Porsche roars into stock market with £70bn float: German sports car maker defies global financial turmoil
Sports car maker Porsche defied global financial turmoil when it made its stock market debut worth nearly £70bn.
In an exciting ride for investors, shares of the Stuttgart-based company began trading in Frankfurt at €82.50 each in one of Europe’s largest listings.
The stock, which has been given the symbol ‘P911’ after its famous 911 model, rose as high as €86.76 before returning to its opening price, making it worth £67bn.
Game, set and money: Tennis ace Emma Raducanu is an ambassador for Porsche, which debuted on the stock market with a value of close to £70bn.
Porsche’s performance is under close scrutiny as one of the few blockbuster stocks going forward, as volatile global markets are ravaged by runaway inflation and sky-high interest rates.
It is the latest luxury carmaker to go public, following Ferrari’s double listing in the United States and Italy, and Aston Martin’s disastrous London listing.
Porsche owner Volkswagen listed a 12.5 per cent stake in the company, with the deal raising just over £17bn in funding.
A total of 911 million preferred shares were offered to investors, as a nod to its most famous model, but they do not have voting rights.
This means that stock market investors will have little say in the performance of the iconic car brand.
Oliver Blume, CEO of Volkswagen and Porsche, said it was a “dream come true” for the company.
He said the float, Germany’s largest since Deutsche Telekom in 1996, will help speed up electrification efforts.
Porsche is aiming for more than 80 percent of its new cars to be battery electric by 2030.
Blume said: “Our increased degree of autonomy puts us in a very good position to implement our ambitious goals in the coming years.”
Porsche’s performance will be closely watched after very different experiences at Ferrari and Aston Martin.
The value of the latter has plummeted from its £4.3bn listing in 2018, while Ferrari has flourished, particularly in New York, where it is now worth £32bn.
High Yield: Shares of Porsche, symbol P911 in honor of its famous 911 model, rose as high as €86.76 before returning to its opening price.

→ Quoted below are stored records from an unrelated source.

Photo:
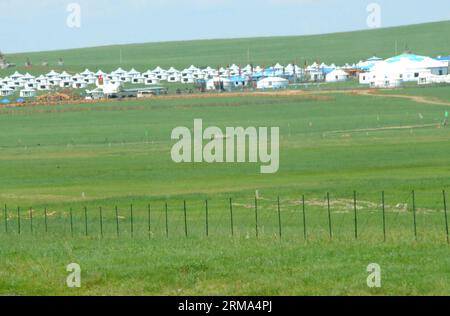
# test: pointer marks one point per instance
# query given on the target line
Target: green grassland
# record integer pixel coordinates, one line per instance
(58, 158)
(64, 170)
(340, 48)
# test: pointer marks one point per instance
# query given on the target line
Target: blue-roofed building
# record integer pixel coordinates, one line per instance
(404, 68)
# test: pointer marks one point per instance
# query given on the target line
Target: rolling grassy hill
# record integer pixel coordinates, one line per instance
(59, 159)
(429, 39)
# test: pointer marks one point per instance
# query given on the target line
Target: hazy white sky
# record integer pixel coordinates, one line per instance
(42, 24)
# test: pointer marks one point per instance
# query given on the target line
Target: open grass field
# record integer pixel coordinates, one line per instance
(59, 158)
(64, 170)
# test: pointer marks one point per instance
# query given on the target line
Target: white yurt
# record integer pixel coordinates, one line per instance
(336, 75)
(219, 83)
(272, 83)
(27, 93)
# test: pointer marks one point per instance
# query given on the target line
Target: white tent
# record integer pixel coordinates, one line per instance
(27, 93)
(406, 68)
(219, 83)
(336, 76)
(272, 83)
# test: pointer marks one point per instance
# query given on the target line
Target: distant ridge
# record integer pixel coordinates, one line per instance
(428, 39)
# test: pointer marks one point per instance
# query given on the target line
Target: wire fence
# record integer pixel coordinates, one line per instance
(374, 217)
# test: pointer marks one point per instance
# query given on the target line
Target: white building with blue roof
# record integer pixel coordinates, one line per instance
(403, 68)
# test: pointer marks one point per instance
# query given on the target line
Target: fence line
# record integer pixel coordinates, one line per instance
(282, 220)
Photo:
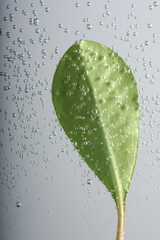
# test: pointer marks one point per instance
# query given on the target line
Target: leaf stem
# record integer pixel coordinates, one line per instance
(121, 219)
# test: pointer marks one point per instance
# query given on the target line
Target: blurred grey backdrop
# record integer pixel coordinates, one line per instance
(46, 190)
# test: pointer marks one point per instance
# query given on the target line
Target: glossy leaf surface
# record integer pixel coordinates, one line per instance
(96, 101)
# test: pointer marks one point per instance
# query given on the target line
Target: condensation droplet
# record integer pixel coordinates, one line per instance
(89, 181)
(18, 204)
(89, 26)
(155, 4)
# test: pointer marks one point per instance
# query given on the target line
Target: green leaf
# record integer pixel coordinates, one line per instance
(96, 101)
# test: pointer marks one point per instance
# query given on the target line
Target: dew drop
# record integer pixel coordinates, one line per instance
(149, 25)
(89, 26)
(66, 30)
(18, 204)
(89, 181)
(155, 4)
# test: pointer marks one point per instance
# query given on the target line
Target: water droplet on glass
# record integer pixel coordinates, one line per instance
(149, 25)
(88, 4)
(36, 21)
(89, 181)
(47, 9)
(146, 43)
(155, 4)
(89, 26)
(18, 204)
(60, 25)
(66, 30)
(150, 7)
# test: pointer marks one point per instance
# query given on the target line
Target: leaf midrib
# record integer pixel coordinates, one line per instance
(118, 189)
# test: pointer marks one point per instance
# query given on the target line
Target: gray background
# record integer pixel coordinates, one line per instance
(39, 168)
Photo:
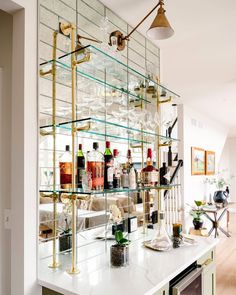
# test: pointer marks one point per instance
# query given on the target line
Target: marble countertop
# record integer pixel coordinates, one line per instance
(148, 270)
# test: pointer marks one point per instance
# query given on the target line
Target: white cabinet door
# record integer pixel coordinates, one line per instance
(163, 291)
(209, 280)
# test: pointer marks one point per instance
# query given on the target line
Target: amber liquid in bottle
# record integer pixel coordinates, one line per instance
(149, 173)
(65, 164)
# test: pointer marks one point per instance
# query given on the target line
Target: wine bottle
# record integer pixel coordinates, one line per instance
(149, 173)
(169, 157)
(132, 178)
(116, 171)
(65, 165)
(80, 166)
(95, 165)
(108, 168)
(129, 161)
(163, 172)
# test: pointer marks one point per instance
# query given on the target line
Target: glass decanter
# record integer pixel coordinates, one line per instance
(161, 240)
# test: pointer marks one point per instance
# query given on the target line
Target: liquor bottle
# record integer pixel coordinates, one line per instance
(169, 157)
(116, 171)
(132, 178)
(95, 165)
(149, 173)
(161, 240)
(65, 164)
(163, 172)
(125, 178)
(129, 161)
(80, 166)
(108, 168)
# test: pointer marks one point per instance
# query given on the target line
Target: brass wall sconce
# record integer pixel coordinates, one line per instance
(159, 29)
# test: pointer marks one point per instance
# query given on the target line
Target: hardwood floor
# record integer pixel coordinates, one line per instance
(226, 261)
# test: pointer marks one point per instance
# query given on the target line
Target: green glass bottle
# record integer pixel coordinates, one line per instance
(109, 167)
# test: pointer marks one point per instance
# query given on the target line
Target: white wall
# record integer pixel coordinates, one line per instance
(228, 163)
(198, 131)
(6, 23)
(23, 148)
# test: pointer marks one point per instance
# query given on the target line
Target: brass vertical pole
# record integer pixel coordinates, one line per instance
(73, 269)
(143, 192)
(158, 151)
(54, 264)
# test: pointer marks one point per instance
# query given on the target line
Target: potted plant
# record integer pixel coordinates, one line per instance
(197, 213)
(119, 252)
(119, 255)
(221, 194)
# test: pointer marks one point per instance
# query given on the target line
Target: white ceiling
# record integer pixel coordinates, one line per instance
(199, 61)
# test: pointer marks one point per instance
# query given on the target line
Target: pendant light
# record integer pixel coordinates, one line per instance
(160, 27)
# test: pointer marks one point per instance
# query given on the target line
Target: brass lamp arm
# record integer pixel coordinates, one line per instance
(87, 38)
(135, 28)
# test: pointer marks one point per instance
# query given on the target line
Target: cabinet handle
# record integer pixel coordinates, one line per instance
(207, 262)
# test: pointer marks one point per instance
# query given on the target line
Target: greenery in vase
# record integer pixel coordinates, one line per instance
(116, 219)
(120, 239)
(197, 212)
(219, 180)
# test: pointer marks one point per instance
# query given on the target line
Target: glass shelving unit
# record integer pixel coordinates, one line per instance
(107, 71)
(115, 113)
(59, 190)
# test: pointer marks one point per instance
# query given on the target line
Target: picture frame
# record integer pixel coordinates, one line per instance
(210, 162)
(198, 161)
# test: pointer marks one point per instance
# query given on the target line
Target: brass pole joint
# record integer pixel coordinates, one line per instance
(165, 100)
(42, 73)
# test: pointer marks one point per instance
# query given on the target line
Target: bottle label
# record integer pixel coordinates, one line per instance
(110, 171)
(150, 177)
(97, 174)
(65, 174)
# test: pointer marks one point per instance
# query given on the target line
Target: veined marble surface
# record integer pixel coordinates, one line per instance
(148, 270)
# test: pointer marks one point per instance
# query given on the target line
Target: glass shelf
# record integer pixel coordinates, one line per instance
(106, 129)
(106, 70)
(58, 190)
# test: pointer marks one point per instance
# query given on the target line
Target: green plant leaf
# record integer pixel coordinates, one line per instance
(124, 241)
(118, 236)
(198, 203)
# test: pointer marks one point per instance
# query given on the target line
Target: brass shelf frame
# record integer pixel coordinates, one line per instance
(69, 30)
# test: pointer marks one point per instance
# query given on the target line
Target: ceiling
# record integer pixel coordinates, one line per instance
(199, 61)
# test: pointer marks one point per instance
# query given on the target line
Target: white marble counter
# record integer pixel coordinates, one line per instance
(147, 272)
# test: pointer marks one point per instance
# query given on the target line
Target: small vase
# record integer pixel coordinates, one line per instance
(197, 224)
(220, 197)
(65, 242)
(119, 255)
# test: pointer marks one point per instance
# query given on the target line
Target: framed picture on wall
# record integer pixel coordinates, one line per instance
(198, 161)
(210, 162)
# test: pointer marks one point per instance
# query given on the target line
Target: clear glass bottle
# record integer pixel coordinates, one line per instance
(125, 178)
(95, 165)
(132, 178)
(161, 240)
(117, 170)
(149, 173)
(65, 164)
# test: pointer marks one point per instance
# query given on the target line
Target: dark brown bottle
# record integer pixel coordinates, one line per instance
(80, 166)
(163, 172)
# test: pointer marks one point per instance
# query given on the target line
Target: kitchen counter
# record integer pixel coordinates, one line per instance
(148, 270)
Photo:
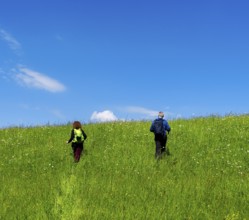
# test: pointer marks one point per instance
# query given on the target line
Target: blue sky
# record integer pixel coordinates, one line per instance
(97, 60)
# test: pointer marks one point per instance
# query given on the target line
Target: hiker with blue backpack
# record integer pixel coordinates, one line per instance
(160, 127)
(77, 138)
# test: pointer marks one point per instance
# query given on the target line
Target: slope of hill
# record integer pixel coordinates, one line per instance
(205, 177)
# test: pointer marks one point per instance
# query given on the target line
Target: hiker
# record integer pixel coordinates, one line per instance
(160, 127)
(77, 138)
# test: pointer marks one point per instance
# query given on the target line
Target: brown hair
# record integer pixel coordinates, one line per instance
(76, 125)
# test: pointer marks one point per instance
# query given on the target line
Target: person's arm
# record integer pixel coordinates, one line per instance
(152, 128)
(166, 126)
(84, 134)
(72, 137)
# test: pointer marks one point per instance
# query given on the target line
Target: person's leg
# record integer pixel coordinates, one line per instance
(78, 152)
(165, 148)
(158, 149)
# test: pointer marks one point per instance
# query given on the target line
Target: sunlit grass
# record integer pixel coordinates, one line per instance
(206, 176)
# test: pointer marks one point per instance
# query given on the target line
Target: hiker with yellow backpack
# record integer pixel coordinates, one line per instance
(77, 138)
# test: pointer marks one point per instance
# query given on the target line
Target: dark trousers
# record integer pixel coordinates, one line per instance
(161, 146)
(77, 150)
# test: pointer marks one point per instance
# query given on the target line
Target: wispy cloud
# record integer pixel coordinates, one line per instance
(37, 80)
(104, 116)
(141, 110)
(11, 41)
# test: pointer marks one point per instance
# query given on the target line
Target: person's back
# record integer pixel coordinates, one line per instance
(160, 127)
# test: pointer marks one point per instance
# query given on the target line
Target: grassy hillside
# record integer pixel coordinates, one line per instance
(206, 176)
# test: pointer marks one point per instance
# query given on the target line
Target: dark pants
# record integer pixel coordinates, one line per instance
(161, 146)
(77, 150)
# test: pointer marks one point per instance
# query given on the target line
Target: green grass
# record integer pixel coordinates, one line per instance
(206, 176)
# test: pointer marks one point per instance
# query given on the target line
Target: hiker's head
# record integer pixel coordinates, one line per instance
(160, 115)
(76, 125)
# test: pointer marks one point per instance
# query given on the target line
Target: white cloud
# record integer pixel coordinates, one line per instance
(104, 116)
(12, 42)
(141, 110)
(37, 80)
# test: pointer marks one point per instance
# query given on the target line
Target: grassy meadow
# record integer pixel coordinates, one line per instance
(205, 177)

Aston Martin has seen its shares collapse and earlier this month launched a £576m rights issue to help reduce its debt, invest in new electric vehicles and move closer to a £2bn medium-term target. sterling in revenue for 2024-25. By contrast, Ferrari’s share price has skyrocketed.
Regardless of Porsche’s performance, analysts don’t think it will pave the way for a new wave of initial public offerings (IPOs) or public listings.
Klaus Schinkel, Managing Director and Head of Germany at Edison Group, said: “Porsche’s successful IPO is undoubtedly an important milestone for the German and European equity market.”
He added: “While it is a positive sign that, despite the current political and economic turmoil, companies are able to go public, Porsche’s IPO is a very special case due to its large size, strong brand and support from strategic shareholders.
Shaken: James Bond with an Aston Martin. The UK sports car maker has seen its shares crash since its £4.3bn listing in 2018.
Last year Porsche delivered more than 300,000 vehicles worldwide and reported profits of £4.7bn. It has plants in Stuttgart and Leipzig, and employs around 37,000 people.
Laura Hoy, an analyst at Hargreaves Lansdown, said: ‘Investors were keen to take the driving seat, with shares issued at the higher end of the proposed range. Despite ongoing concerns about a spiraling cost-of-living crisis, investors are backing the group’s proposal.
“Porsche caters to high net worth individuals, a population that is unlikely to feel much pain from increases in the cost of living.
“That means triple-digit priced cars will continue to see sales growth as their more affordable counterparts plateau.”